AGRAVO REGIMENTAL EM HABEAS CORPUS SUBSTITUTIVO DE RECURSO. PERSEGUIÇÃO E INVASÃO DE DOMICÍLIO. PRISÃO PREVENTIVA. FUNDAMENTAÇÃO VÁLIDA. APLICAÇÃO DE OUTRAS CAUTELARES. POSSIBILIDADE. CONSTRANGIMENTO ILEGAL VERIFICADO. AGRAVO REGIMENTAL DESPROVIDO. 1. O habeas corpus não pode ser utilizado como substitutivo de recurso próprio, a fim de que não se desvirtue a finalidade dessa garantia constitucional, com a exceção de quando a ilegalidade apontada é flagrante, hipótese em que se concede a ordem de ofício. 2. Para a decretação da prisão preventiva, é indispensável a demonstração da existência da prova da materialidade do crime e a presença de indícios suficientes da autoria. Exige-se, mesmo que a decisão esteja pautada em lastro probatório, que se ajuste às hipóteses excepcionais da norma em abstrato (art. 312 do CPP), demonstrada, ainda, a imprescindibilidade da medida.
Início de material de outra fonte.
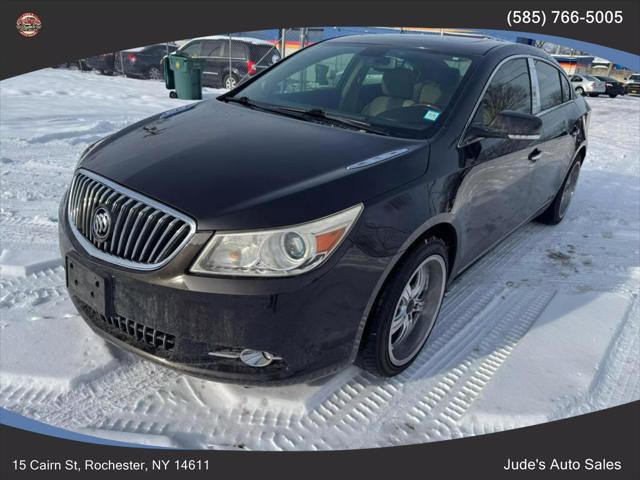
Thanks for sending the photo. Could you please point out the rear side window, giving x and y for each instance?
(549, 84)
(566, 88)
(264, 54)
(238, 50)
(510, 89)
(193, 49)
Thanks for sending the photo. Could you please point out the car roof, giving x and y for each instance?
(251, 40)
(141, 49)
(451, 44)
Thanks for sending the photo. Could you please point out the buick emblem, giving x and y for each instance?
(101, 223)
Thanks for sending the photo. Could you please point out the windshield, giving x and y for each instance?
(399, 91)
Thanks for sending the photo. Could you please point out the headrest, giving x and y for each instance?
(398, 83)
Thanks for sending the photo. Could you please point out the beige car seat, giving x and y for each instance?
(397, 86)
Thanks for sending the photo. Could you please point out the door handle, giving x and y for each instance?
(535, 155)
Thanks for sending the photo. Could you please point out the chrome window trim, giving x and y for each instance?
(112, 259)
(535, 91)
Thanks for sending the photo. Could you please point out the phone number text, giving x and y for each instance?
(540, 17)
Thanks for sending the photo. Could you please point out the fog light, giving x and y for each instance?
(255, 358)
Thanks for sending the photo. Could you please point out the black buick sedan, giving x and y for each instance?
(314, 216)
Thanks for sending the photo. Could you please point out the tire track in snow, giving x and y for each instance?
(434, 409)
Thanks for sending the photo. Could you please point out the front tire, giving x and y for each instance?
(558, 208)
(405, 311)
(230, 82)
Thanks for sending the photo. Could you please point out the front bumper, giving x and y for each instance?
(312, 322)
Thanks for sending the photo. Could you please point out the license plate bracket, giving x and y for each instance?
(88, 286)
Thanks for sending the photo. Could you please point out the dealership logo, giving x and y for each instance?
(28, 24)
(101, 224)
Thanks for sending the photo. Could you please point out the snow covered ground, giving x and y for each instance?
(545, 326)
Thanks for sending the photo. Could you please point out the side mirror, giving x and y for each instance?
(509, 124)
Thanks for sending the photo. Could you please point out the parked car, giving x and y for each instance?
(587, 85)
(305, 220)
(80, 64)
(143, 62)
(104, 63)
(231, 61)
(632, 86)
(613, 87)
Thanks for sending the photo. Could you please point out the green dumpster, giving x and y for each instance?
(185, 73)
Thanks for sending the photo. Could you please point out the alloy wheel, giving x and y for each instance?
(417, 309)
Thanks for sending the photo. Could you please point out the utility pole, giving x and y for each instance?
(283, 42)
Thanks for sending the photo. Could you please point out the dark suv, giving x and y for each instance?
(143, 62)
(315, 215)
(104, 63)
(613, 87)
(633, 84)
(229, 61)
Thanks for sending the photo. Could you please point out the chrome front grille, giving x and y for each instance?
(123, 227)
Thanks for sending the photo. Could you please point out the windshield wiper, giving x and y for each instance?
(317, 113)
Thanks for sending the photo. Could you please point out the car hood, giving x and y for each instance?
(231, 167)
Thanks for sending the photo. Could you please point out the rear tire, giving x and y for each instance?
(403, 316)
(558, 208)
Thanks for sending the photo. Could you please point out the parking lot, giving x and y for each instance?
(545, 326)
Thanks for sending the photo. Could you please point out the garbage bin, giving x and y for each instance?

Julgados do STF e STJ. 3. No caso, a paciente não demonstrou qualquer temor em descumprir a ordem judicial, de forma reiterada (cautelares impostas), conduta que efetivamente justifica a prisão preventiva como forma de resguardar a paz e a integridade psicológica da vítima. 4. Porém, nos termos do art. 282, § 6º, do Código de Processo Penal, modificado pela Lei n. 13.964/2019, a prisão preventiva somente será determinada quando não for cabível a sua substituição por outra medida cautelar, observado o art. 319 deste Código, e o não cabimento da substituição por outra medida cautelar deverá ser justificado de forma fundamentada nos elementos presentes do caso concreto, de forma individualizada. 5. Na espécie, considerando a afirmação da defesa de que a paciente reside cerca de 100km distante da vítima, à luz dos critérios de necessidade e adequação, mostra-se possível conter o risco de reiteração por meio de outras cautelares limitadoras de circulação, além de outras medidas que o juízo julgar pertinentes para resguardar a integridade psicológica da vítima e o resultado útil do processo. Julgados do STJ. 6. Agravo regimental desprovido. (AgRg no HC n. 782.505/SP, relator Ministro Reynaldo Soares da Fonseca, Quinta Turma, julgado em 22/11/2022, DJe de 28/11/2022.)